Located to the north of Jing’An and Huangpu districts, separated by the Suzhou Creek, Zhabei is one of the oldest districts of Shanghai. Zhabei is a residential and business district as well as a major education hub of the city. Zhabei is the location of Shanghai University which was founded by the Chinese Nationalist Party and the Chinese Communist Party in 1922. Many local schools can be found in Zhabei as well. Formerly home to many factories and the working class, Zhabei is becoming increasingly popular with city residents and foreigners, partially due to lower rent prices. The city government is also working to make the district into more of a business district. Currently, 13 multinational companies have regional headquarters in Zhabei including Vale, TESCO, and Kohler. The district serves as the location for the Shanghai Multimedia
Zhabei is also home to a wealth of cultural sites. The Shanghai Railway Station, which served as the main railway station in Shanghai before the Shanghai South Railway Station was completed, is located in Zhabei. You can also visit Hui Shen Gong Xie, the first Western-style court in China, the residence of famous Chinese artist Wu Changshuo, or pre-1937 homes on Tangjia Lane. For a leisurely afternoon, you can visit Daning Lingshi Park – the largest green space in Puxi. The park has a beach, bamboo, ponds, and sections modelled after Northern China, Southern China, and Europe. Near the park are the Zhabei Stadium and Shanghai Circus World. Although it lacks some of the Western restaurants and stores that some districts have, Zhabei is a great location for anyone who would want to live in or visit a district with lots of culture and history.
As a standout amongst the most huge components of Chinese culture, the red envelope [红包/hónɡbāo] is given amid exceptional events or occasions. Amid Chinese New Year, all unmarried youngsters get
red envelopes from grandmother, grandpa, uncles, close relatives, mother and father obviously.

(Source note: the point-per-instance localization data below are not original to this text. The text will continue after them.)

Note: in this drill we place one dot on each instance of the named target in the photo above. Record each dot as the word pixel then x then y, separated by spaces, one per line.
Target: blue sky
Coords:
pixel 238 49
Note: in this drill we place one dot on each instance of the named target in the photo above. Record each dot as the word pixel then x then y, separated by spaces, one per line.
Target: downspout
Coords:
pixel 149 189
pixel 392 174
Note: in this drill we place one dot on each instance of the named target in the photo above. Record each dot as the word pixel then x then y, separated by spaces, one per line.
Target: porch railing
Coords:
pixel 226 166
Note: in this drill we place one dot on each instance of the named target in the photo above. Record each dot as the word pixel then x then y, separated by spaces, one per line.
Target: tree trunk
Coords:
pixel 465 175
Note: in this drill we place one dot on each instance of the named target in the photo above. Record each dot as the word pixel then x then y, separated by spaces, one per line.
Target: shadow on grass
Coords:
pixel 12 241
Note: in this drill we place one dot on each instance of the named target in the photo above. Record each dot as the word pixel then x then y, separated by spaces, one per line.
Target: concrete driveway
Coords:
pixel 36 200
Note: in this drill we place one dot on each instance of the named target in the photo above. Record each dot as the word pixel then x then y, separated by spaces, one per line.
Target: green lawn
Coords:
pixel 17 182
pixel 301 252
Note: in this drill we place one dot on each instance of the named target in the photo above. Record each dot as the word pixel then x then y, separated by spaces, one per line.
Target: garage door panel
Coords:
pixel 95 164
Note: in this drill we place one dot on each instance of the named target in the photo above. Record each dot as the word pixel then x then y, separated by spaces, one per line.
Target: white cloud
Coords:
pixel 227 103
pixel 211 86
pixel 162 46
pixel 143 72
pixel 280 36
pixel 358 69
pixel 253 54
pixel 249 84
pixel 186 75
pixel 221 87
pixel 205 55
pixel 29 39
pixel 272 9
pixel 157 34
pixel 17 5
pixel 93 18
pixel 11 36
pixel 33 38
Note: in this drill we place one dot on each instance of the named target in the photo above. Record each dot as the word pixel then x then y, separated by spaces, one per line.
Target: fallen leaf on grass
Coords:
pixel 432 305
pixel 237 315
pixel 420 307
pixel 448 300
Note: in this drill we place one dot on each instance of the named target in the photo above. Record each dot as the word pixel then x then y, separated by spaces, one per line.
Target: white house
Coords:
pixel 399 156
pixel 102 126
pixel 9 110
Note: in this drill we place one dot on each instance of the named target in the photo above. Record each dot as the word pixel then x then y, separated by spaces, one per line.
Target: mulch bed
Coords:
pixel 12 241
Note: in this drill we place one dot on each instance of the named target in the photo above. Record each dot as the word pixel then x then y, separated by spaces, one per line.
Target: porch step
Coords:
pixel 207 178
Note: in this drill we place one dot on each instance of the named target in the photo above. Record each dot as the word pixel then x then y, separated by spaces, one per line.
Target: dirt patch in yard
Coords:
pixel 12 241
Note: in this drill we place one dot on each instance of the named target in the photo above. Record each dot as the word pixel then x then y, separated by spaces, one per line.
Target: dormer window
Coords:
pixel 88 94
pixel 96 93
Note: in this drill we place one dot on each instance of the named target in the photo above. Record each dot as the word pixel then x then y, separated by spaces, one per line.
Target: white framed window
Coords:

Chinese individuals more often than not state "恭喜发财，红包拿来/Gōngxǐ fācái, hónɡbāo nálái" (May you have
a prosperous New Year, and give me a red envelope) as a welcome amid the Spring Festival. It is, in any case, not so much the cash given that matters but rather the desire for joy and
Imagery of the Red Envelope
The red shade of the envelope symbolizes good fortunes and should avoid detestable spirits. The measure of cash contained in the envelope for the most part closures with an even digit, as per Chinese convictions; for example 88 and 168 are both fortunate numbers, as odd-numbered cash blessings are customarily connected with funerals. There is additionally an across the board convention that cash ought not be given in fours, or the number four ought not show up in the sum, for example, in 40, 400 and 444, as the elocution of "four" takes after that of "death" and along these lines connotes misfortune for some Chinese. At weddings, the sum offered is generally planned to take care of the expense of the participants and in addition connote goodwill to the love birds.
What is the Story Behind "the Red Envelopes
It is said that some time ago, there was a little beast called "祟" (suì), who made kids wiped out by moving into their beds when they were sleeping soundly. One couple made their tyke a toy out of eight copper coins to play with, with an end goal to keep the youngster from nodding off. The kid in the long run nodded off, yet when the creature drew nearer, the coins exuded a solid gold light that frightened it off!
The couple spread the news to their neighbors and companions of how the creature feared coins, and individuals began giving out 压祟钱 (yā suì qián), actually signifying "cash to mistreat the beast 祟." Later on, an easier character 岁 was utilized to supplant 祟 and the idea of压岁钱 came to fruition.
Having grown from being a real estate agency to become a full-service relocation company, Ambassador is currently in the process of revamping its brand image.
Beginning of January 2017, Ambassador Relocation has launched a newly redesigned website as part of a rebranding effort to better accommodate the company’s position in the marketplace. Ambassador’s website has a new look and feel with a focus on the client.
Not only will the whole website look fresher, but it will also better incorporate user experience to make the property search easier. The focus is especially made on the map search tool which has been fully redesigned to save time and clicks. The new website will also feature a relocation guide where users can access all sorts of information about living in Shanghai, including compound and neighborhood details, practical information and tips for newcomers, a directory of useful contacts for expats and more.
In addition to the new website design, Ambassador also launched new branded items including a brochure-map, a bag and a folder. “Ambassador Relocation was built on hard work and with the client in mind,” said Issa Zeng, GM of the company. “I am thrilled with our new rebranding and feel that it will further our business and allow us to better serve our clients.”